- Star chitak Location within Bulgaria
- Coordinates: 41°40′01″N 25°13′01″E﻿ / ﻿41.667°N 25.217°E
- Country: Bulgaria
- Province: Kardzhali Province
- Municipality: Ardino

Area
- • Total: 1.505 km^{2} (0.581 sq mi)

Population (2013)
- • Total: 25
- Time zone: UTC+2 (EET)
- • Summer (DST): UTC+3 (EEST)

= Star chitak =

Star chitak (Стар читак) is a village in Ardino Municipality, Kardzhali Province, southern-central Bulgaria. It is located 193.057 km southeast of Sofia. It covers an area of 1.505 square kilometres and as of 2013 it had a population of 25 people.
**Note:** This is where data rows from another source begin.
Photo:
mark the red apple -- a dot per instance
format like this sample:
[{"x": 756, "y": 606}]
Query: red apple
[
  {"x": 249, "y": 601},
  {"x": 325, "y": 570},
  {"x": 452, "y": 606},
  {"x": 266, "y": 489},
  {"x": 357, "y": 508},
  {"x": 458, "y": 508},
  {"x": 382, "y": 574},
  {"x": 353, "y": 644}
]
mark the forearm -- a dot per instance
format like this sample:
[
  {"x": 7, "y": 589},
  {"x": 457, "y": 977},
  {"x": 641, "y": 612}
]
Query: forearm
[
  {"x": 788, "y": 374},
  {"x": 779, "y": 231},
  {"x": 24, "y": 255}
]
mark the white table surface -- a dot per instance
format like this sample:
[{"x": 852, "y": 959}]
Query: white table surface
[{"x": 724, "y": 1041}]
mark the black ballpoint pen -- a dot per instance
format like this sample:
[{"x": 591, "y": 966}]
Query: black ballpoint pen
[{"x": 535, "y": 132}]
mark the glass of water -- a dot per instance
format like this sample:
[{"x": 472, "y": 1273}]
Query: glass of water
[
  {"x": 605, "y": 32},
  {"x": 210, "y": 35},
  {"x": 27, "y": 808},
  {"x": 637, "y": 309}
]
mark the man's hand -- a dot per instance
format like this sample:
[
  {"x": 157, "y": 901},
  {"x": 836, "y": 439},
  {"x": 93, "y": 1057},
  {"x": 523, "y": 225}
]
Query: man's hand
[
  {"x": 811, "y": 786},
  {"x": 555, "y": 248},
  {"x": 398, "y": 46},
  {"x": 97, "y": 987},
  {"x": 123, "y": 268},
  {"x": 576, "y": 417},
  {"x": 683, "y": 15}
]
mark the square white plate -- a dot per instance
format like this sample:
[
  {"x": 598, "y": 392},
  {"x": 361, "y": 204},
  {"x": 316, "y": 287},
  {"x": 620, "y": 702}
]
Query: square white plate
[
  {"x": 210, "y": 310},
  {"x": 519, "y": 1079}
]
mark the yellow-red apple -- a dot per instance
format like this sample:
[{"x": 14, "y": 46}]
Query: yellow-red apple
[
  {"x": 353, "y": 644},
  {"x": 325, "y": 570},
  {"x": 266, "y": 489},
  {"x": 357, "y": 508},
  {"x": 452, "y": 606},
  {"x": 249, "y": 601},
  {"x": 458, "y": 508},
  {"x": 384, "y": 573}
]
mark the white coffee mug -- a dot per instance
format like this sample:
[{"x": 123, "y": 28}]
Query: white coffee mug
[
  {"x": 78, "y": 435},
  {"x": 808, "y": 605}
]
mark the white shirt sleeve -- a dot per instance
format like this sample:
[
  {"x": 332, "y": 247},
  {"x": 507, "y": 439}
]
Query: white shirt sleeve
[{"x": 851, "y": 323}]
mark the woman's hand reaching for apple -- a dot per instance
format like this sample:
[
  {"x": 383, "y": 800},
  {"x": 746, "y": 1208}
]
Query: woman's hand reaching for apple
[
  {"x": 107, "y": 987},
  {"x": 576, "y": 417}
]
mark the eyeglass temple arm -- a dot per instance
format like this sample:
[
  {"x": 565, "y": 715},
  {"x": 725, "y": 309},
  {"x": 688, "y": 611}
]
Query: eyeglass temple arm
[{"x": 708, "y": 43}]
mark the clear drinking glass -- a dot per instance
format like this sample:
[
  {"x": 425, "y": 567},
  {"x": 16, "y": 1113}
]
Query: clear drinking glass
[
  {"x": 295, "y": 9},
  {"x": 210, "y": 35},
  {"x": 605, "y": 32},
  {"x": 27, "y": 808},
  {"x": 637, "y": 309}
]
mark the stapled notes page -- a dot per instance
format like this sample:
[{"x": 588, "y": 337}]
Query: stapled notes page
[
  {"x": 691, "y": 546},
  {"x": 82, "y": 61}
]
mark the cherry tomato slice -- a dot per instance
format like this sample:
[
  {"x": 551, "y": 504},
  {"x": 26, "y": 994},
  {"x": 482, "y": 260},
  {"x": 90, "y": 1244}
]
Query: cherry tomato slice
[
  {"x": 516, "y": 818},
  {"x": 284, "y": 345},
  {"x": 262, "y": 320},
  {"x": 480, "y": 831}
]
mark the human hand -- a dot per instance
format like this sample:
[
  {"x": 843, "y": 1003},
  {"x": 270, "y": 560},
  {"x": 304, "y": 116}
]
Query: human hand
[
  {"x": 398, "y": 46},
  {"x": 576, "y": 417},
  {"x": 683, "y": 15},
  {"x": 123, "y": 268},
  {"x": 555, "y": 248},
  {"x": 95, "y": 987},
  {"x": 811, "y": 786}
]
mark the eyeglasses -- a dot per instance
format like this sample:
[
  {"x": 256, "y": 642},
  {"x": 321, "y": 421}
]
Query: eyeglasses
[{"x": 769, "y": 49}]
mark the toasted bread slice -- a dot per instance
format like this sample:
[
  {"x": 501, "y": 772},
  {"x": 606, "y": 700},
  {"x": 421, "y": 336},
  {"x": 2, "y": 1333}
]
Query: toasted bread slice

The Inhabitants once was Çıtak Turks (Čitaci).
Evliya Çelebi described the Çıtak Turks (Chitak), in his Seyahatname as "a mixture of various peoples such as Bulgarian-Greek-Tatar-Moldovan" and even gave examples from their language, some of them, went at the 1877-1878 Ottoman-Russian War, Balkan wars 1912-1913 and after the WW1 1914-1915 wars immigrated to Anatolia used to live in Ankara, others to Tekirdağ and Çanakkale provinces.